"Caught in the Middle" is a new book by Richard C. Longworth is a new book worth your time reading. Quoting from yesterday's WSJ, "Like the "inner" peace and "bi-partisan reform," the phrase American heartlands so vaguely wistful that it is rendered nearly meaningless. This is painful honest book with little room for sentimentality. Longworth says that heartland workers are torpid, poorly trained and resistant to change. Politicians and bureaucrats are narrows-minded, territorial and selfish. Farmers are addicted to subsidies and beholden to megacorporations."
In one chapter, Longworth visits Eldon, Iowa where artist Grant Wood once spotted a simple white house with an arched Gothic window. His painting of the house and occupants became famous as "American Gothic". Longworth says the house today still stands but most everything in Eldon is collapsing. The population dropped from 2000 to 975, the railroad closed and about the only things left is a Casey's, a pizzia place and a donut shop.
He continues "There are towns with rescue plans underway-plans to salvage housing, invest in new industries (In Peoria, we invest in new enhancements paying slightly above minimum wages) save the schools and so on, usually through some combination of of subsidy, tax breaks and legislation.Some plans will no doubt help but they probably will not reverse the overarching trend."
Longworth continues by touting Chicago as the place where things are happening. "But the Chicago model, even if it imitable, leaves little room for a healthy middle class." His book "calls for an end to the competition that pits county vs. county, city against city, and state vs. state.
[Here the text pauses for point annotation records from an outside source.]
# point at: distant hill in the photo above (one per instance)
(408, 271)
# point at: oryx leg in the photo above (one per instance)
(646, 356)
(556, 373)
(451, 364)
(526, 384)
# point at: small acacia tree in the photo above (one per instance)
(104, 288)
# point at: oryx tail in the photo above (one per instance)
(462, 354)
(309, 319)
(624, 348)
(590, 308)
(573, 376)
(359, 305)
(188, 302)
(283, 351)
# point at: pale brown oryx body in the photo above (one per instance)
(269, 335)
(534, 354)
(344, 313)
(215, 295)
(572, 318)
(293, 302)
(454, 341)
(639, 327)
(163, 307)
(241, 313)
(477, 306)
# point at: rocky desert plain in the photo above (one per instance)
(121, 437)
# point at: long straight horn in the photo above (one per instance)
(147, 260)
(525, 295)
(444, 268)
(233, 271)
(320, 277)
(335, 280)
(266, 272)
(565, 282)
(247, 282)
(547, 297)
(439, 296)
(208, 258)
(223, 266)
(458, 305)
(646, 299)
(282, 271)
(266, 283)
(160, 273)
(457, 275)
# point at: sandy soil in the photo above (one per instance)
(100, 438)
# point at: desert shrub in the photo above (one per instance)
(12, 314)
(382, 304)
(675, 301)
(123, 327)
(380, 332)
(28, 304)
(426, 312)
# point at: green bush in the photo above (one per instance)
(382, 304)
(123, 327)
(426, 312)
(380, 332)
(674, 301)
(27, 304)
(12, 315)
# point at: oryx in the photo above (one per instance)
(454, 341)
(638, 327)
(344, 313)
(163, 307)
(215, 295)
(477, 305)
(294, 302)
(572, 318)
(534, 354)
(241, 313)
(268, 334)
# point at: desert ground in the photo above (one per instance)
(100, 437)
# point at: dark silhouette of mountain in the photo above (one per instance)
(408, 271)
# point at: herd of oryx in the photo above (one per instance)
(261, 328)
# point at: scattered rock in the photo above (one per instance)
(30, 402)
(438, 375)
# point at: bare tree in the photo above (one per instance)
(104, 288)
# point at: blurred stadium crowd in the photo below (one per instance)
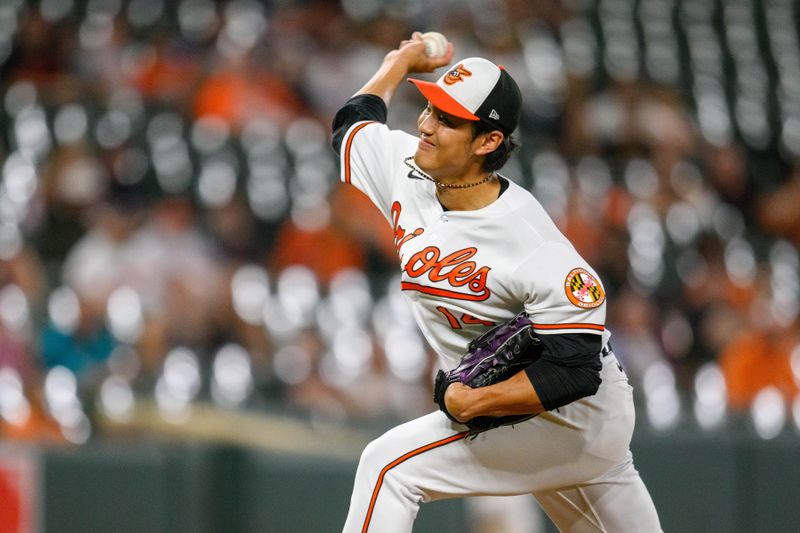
(171, 228)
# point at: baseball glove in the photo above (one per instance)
(494, 356)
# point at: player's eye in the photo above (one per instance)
(445, 120)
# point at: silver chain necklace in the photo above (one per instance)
(412, 166)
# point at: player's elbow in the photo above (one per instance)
(558, 385)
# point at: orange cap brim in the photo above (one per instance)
(439, 98)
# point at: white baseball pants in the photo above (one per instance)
(575, 461)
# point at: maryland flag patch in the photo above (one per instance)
(583, 289)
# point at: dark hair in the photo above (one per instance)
(495, 160)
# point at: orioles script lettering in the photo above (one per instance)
(455, 269)
(399, 232)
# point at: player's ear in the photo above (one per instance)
(488, 142)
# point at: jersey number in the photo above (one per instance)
(465, 319)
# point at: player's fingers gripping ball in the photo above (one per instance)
(495, 356)
(435, 44)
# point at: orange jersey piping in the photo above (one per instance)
(399, 460)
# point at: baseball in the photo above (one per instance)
(435, 44)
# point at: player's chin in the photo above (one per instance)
(424, 160)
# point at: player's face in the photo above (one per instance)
(447, 149)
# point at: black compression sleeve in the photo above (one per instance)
(568, 370)
(358, 108)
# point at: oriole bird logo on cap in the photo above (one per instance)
(457, 74)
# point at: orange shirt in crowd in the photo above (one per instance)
(755, 360)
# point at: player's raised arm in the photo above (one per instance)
(370, 102)
(408, 58)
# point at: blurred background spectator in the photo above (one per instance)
(170, 226)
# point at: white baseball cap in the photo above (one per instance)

He see "High speed rails, newspapers with strong editorial voices and a consortium of universities that will bring leaders in business, government and academia to solve REGIONAL problems, as it were, collectively."
But he is clear-eyed enough to recognize that solutions are a remote possibility. He says "The heartland doesn't live there anymore."
Middle Illinois will not work regionally for the obvious reasons given above. Peoria Riverfront Museum is a prime example.